Jeremías nació en Anator, a cinco kilómetros de Jerusalén, y siendo muy joven es llamado por Dios para convertirse en profeta, el que habla en nombre de Dios. Es tan joven que le pide a Dios que le deje llevar una vida normal y no le haga profeta.
Dios le reconforta prometiéndole que estará siempre a su lado. Se dedica así a echar en cara al pueblo de Israel el haber traicionado a Dios. No basta con ofrecer sacrificios en el templo si después se olvidan los mandamientos y la caridad con los desfavorecidos.
Les pide a los israelitas que se conviertan; si no, un ejército del norte les destruirá. Los israelitas no obedecen y, como signo de lo que sucederá, Jeremías renuncia a casarse y a tener una familia para que sus hijos no sean asesinados en la guerra ni mueran de hambre.
Nabucodonosor, rey de Babilonia, se presentó ante Jerusalén con todo su ejército. El rey de los judíos, Sedecías, le pide que realice un prodigio y aleje al enemigo. Jeremías responde que Jerusalén será destruida y los judíos esclavizados.

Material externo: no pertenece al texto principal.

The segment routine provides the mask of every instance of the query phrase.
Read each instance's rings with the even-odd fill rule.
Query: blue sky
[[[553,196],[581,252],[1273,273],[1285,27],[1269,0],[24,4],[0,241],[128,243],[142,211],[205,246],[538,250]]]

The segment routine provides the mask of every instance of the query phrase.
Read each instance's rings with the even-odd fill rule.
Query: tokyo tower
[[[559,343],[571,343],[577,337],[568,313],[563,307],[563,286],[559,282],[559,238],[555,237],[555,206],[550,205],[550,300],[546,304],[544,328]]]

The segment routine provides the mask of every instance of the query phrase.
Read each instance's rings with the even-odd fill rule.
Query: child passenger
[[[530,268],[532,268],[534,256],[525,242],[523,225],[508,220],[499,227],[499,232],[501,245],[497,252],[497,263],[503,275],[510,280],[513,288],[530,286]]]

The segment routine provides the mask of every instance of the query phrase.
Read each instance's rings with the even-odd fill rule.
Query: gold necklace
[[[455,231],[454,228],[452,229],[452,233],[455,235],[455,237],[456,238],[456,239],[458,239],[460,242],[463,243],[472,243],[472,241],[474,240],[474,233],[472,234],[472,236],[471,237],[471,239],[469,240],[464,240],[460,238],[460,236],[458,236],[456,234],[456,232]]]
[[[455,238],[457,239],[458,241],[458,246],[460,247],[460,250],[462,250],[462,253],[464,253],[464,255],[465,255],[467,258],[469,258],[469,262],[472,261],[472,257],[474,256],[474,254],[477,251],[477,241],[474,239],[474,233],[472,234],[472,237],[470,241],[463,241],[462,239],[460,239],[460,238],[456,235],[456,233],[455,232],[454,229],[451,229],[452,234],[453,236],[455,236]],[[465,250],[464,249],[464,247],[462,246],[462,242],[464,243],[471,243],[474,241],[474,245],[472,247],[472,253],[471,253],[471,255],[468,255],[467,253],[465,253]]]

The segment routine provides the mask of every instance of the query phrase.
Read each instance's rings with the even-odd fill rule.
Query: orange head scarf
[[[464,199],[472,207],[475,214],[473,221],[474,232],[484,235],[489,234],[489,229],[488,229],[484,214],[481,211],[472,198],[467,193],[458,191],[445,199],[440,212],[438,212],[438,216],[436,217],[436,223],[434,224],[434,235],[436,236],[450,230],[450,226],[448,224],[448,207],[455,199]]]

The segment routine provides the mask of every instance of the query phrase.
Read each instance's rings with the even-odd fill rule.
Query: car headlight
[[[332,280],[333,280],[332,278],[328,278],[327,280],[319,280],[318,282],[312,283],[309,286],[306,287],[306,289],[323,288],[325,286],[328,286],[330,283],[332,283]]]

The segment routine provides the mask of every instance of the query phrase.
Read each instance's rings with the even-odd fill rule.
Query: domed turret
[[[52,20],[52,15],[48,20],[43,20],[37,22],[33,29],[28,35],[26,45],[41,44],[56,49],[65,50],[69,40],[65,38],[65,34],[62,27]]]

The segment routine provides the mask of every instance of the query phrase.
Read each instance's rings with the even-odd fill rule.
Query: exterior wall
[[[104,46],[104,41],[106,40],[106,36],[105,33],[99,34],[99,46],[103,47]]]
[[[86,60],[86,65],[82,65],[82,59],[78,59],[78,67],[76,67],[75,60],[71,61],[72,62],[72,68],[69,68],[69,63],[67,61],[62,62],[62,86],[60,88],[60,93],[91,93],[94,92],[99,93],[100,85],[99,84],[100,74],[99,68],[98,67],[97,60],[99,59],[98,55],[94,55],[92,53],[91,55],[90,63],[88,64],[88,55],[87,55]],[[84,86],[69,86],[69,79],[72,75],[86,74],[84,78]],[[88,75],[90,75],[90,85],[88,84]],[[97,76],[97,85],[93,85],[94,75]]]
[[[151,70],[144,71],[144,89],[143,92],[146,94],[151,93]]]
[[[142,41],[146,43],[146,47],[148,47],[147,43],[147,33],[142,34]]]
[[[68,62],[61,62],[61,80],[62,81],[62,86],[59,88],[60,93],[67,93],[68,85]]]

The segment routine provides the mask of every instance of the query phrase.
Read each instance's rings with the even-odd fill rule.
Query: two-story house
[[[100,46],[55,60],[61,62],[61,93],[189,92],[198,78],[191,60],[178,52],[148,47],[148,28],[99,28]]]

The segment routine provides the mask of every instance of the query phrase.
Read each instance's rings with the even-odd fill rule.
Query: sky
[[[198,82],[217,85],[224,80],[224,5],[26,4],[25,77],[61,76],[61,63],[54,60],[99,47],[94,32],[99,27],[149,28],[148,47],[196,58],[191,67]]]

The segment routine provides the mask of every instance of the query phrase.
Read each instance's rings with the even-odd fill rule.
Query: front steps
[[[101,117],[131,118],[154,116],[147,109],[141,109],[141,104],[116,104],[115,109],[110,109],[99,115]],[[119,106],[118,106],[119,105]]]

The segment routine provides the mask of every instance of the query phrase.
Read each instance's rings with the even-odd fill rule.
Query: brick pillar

Ante esto, el jefe de la guardia del templo manda azotar a Jeremías y le deja durante un día y una noche encadenado junto a una de las puertas de Jerusalén, para que todo el mundo le vea. Pero ni aún así Jeremías deja de profetizar.
Le toman por un traidor y es encerrado en una cárcel inmunda. Pero en medio de todo esto, da una señal de esperanza, compra un campo y le pide a su secretario Baruc que entierre el contrato en una vasija para cuando todos vuelvan.
Finalmente, Jerusalén y su templo fueron destruidos. Los judíos, deportados a Babilonia donde, como Jeremías había predicho, se pasaron 70 años. Algunos salmos de la Biblia hablan de cómo lloraban los judíos junto a los ríos de Babilonia, recordando Jerusalén.
La fama de Jeremías creció con el tiempo y sus profecías se confirmaron. Cuando Jesús preguntó a sus discípulos quién decía la gente que era él, le respondieron: "Algunos dicen que Juan Bautista, otros que el profeta Elías, otros que Jeremías...".